Estes fatores permitem que se verifique este aumento de alunos na universidade, mas quando comparados com a procura, percebe-se que ainda há margem para crescer: “Porque a procura é bastante maior do que os estudantes que acabam matriculados”, sublinha a vice-reitora, para quem a “ultrapassagem” da região Norte (que conta com 12.781 alunos estrangeiros) relativamente à Área Metropolitana de Lisboa também espelha os resultados do turismo.

“A região Norte não estava habitualmente nas linhas do turismo internacional”, refere Maria de Lurdes Correia Fernandes, acrescentando que “o custo de vida não tão elevado” poderá ser outro fator preponderante na hora de escolher uma universidade portuguesa.

No ano letivo em curso, a universidade terá 3.801 alunos a frequentar licenciaturas, mestrados e doutoramentos e apenas 1.546 a a frequentar a universidade por períodos mais curtos, através de programas de mobilidade.

Estes alunos são, para a vice-reitora, “um enriquecimento da universidade e um contributo importante que damos aos estudantes portugueses que escolhem a Universidade do Porto e que não têm possibilidade de fazer um programa de mobilidade. Desta maneira, têm aquilo que chamamos ‘internacionalização em casa’.

Em 2018,  a instituição registou o maior número de estudantes de mobilidade: 2.758 alunos, ou seja, 9% do total de alunos da universidade — que também é a instituição portuguesa que tem o maior número de projetos Erasmus + aprovados e financiados. Estes estudantes, ao contrários dos portugueses, pagam o custo real do ensino que, no caso da Universidade do Porto, pode variar entre os 3 e os 8 mil euros.

“Uma aposta na internacionalização”, diz a vice-reitora,”que visa contribuir para que a Universidade seja, não uma universidade regional ou local, mas uma universidade que ombreia com as melhores do mundo”.

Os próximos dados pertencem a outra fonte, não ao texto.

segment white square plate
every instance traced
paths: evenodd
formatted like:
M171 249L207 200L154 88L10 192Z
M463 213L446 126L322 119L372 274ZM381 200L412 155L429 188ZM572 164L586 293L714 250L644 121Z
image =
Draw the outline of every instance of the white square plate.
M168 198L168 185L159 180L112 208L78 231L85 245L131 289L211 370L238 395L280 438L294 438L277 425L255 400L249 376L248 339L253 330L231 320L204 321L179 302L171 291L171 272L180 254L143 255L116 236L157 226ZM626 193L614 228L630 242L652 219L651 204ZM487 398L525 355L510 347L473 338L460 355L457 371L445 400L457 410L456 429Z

35,7% dos estudantes estrangeiros estão na região Norte

A região norte ultrapassou a área metropolitana de Lisboa na presença de estudantes estrangeiros no ensino superior e “merece um especial destaque” nos resultados do Inquérito ao Registo de Alunos Inscritos e Diplomados do Ensino Superior, divulgados pela DGEEC (Direção Geral de Estatísticas da Educação e Ciência).

De facto, a região norte foi a que assinalou também o maior aumento — 40,2%. Se, no ano letivo de 2017/2018 havia 9.116 alunos estrangeiros, no seguinte eram já 12.781. O norte chegou mesmo a ultrapassar a Área Metropolitana de Lisboa (35,2%) em 183 alunos. Em 2014/15, Lisboa detinha 44% daqueles alunos e o norte apenas 29%.

O maior aumento no número de inscritos em mobilidade internacional também se deu na região norte: foram mais 321 alunos do que no ano letivo passado. Há agora 5.388 alunos internacionais nestes programas.

O Brasil domina entre os internacionais e elas também

O Brasil domina em larga maioria a lista de países de origem dos alunos internacionais em Portugal: 62% dos alunos daquele país chegam a Portugal para completar um ciclo de estudos completo e 32% dos alunos chega em regime de mobilidade.

No ano letivo anterior, houve 17.066 alunos inscritos através de programas de mobilidade internacional, como o Erasmus, e 61,9% eram mulheres.